Interest in global governance emerged out of a dissatisfaction with existing ways of understanding world politics in the face of a series of changes that occurred in the closing years of the twentieth century. This interest was prompted by a need to better understand the changing role of the state, the growing significance of regional and international organizations, increasing global interdependence, the problems and possibilities presented by developments in information and communication technologies, and the increasing significance of nonstate actors—not just NGOs, but also private military companies, multinational corporations, business and legal associations, and credit rating agencies, among others—and their overall contribution to world politics in the post–Cold War era. Scholars explored changes in global governance in relation to developments such as growing global inequalities, accelerating environmental degradation, an upsurge in civil and regional conflicts, and increasing anxiety about the activities of some global “actors” (especially international organizations such as the World Trade Organization [WTO]). Similarly, scholars discussed changes in global governance in relation to concerns about a decline in global democracy (especially its accountability and transparency) and concerns about the inadequacy of existing intergovernmental machineries for dealing with crises such as mass human rights violations, global warming, and infectious disease.

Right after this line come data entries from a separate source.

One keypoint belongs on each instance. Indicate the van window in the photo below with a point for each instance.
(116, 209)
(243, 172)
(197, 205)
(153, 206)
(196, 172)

Despite a widespread recognition of the events that sparked an interest in how global affairs are managed, scholarly attempts to wrestle with such a vast field of study have yet to produce a common definition. Moreover, little progress has been made on clearly delimiting the terrain of study. For instance, scholars have been unable to agree on whether global governance refers simply to the way in which interstate interaction is managed or whether it should be expanded to include the actions and activities of a host of nonstate actors. It is unsurprising to find, then, that global governance has been used as a term of reference for the study of, and everything associated with, international organizations; it has been used as shorthand for the growing array of nonstate actors and their increasing influence on the world stage; it has become a leitmotif for the need to find global solutions to problems of planetary significance (particularly those of an environmental nature); and it has come to be synonymous with the governance of globalization and neoliberalism.